Unsolicited advice is clearly never of value, but we mothers often have to give it. Even asked for advice is not often worth the words we utter… Like when Marnika, not sure what stage to call it, during middle school, started planning her school outfits at night. Never wanting to be classified in any clique, she dressed like a hippy girl one day and a Goth the next. But the night we always remember was when she masterfully managed down the staircase with the three-inch platform lace-up boots bought in Haight-Ashbury in San Francisco, black vinyl pants from the local vintage store that she had to lie down to zip, a non-descript tank-top that didn’t cover much, and a blond Marilyn wig…This evening she came into the living room as we sat reading from our Edna St. Vincent Millay collection. She stood straight shouldered and asked, “Too slutty?”

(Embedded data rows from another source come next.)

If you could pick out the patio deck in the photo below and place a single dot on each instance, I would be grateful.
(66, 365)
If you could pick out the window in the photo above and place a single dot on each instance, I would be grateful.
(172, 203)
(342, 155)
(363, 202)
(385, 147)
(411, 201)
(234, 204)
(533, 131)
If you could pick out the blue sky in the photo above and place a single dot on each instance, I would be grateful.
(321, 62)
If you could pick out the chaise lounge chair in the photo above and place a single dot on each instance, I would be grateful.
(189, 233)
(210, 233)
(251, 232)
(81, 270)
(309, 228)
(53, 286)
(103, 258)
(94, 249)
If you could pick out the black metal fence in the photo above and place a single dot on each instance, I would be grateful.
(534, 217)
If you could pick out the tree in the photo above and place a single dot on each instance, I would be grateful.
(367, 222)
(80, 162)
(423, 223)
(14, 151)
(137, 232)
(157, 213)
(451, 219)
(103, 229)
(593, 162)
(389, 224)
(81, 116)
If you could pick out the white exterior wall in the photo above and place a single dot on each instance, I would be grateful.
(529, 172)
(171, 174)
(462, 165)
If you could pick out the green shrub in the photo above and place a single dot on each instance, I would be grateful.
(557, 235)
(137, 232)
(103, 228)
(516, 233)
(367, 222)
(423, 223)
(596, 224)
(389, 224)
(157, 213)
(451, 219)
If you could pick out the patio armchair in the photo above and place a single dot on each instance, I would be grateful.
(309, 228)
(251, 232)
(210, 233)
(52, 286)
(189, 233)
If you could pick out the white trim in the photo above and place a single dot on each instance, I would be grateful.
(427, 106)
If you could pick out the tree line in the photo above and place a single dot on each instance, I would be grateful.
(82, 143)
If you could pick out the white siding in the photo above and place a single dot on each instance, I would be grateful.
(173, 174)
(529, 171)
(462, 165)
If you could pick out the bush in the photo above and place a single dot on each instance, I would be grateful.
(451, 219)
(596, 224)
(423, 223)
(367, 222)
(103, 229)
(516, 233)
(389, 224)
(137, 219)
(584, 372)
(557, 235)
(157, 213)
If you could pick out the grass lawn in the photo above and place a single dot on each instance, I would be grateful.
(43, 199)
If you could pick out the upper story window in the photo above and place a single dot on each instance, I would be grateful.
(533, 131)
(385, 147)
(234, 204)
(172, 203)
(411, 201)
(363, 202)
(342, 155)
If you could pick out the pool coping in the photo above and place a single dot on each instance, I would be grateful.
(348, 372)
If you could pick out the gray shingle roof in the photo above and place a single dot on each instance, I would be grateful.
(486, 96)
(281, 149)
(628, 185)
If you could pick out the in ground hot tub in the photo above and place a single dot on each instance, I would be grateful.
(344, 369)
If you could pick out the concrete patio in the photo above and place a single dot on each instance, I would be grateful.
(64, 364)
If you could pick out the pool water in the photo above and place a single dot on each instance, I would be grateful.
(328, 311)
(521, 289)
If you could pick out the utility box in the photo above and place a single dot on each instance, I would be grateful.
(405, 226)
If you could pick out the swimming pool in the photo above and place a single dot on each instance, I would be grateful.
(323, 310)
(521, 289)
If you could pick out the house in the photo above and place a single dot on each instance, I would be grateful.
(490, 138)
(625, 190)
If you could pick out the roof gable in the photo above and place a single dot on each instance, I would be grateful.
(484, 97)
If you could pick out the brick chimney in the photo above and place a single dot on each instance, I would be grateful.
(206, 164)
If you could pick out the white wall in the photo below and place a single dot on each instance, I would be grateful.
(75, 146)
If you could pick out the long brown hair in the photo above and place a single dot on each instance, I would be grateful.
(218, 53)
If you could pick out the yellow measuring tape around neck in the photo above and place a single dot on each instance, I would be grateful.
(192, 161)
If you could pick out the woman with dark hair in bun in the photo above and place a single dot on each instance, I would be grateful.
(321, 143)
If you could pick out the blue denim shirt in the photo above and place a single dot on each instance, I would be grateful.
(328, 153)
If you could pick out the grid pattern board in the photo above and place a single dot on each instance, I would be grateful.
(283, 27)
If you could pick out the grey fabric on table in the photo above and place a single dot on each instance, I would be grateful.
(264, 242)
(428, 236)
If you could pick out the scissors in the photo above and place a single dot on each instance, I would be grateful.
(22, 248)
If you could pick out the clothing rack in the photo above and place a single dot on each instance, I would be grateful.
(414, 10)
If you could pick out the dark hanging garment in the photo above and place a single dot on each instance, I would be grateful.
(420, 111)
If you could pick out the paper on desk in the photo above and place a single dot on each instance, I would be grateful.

Perhaps because we were stunned we did not answer with a direct statement, but with a chorus of rhetorical bumbling, along the lines of, “Ah, well, what exactly were you shooting for?” Can’t say all our parenting moments were quite so ambiguous or had so much costuming to consider, but we do look back on that night and laugh. Not sure if she left in that outfit the next morning or not, because that part of the memory is lost in swirling time, but somewhere along the way we learned a hard lesson with that one: let her find her own way…eventually we even figured the same could be applied to all three children.
Today as I drove home from a full day at work I scrolled down my favorite contacts list and left a quick voice message for each of my three grown children. Yes, they are grown, all graduated from college and moved away, but still children to me. One did pick up, not that I expected her to mid-work day and all, so I quickly let her to know I loved her, had a good day myself, and was looking forward to our Thanksgiving visit. The two boys got a similar message.
Just let them know they’re loved. No advice if you can help it. Let them know this whenever you can, cause let’s face it, it’s a rough world out there and everyone needs some unconditional love to make it through. For us mothers that comes pretty easily. And while you’re giving them some love, let them know that passion is what will matter at the end of the day, not money, or position, but doing what their passion dictates. You might not want to let them know this if they’re still in middle school spending their evenings plotting their wardrobe, but then again you might. It just might lead them into some crazy career filled with fabric and fashion and fittings…and perhaps, just perhaps loving life.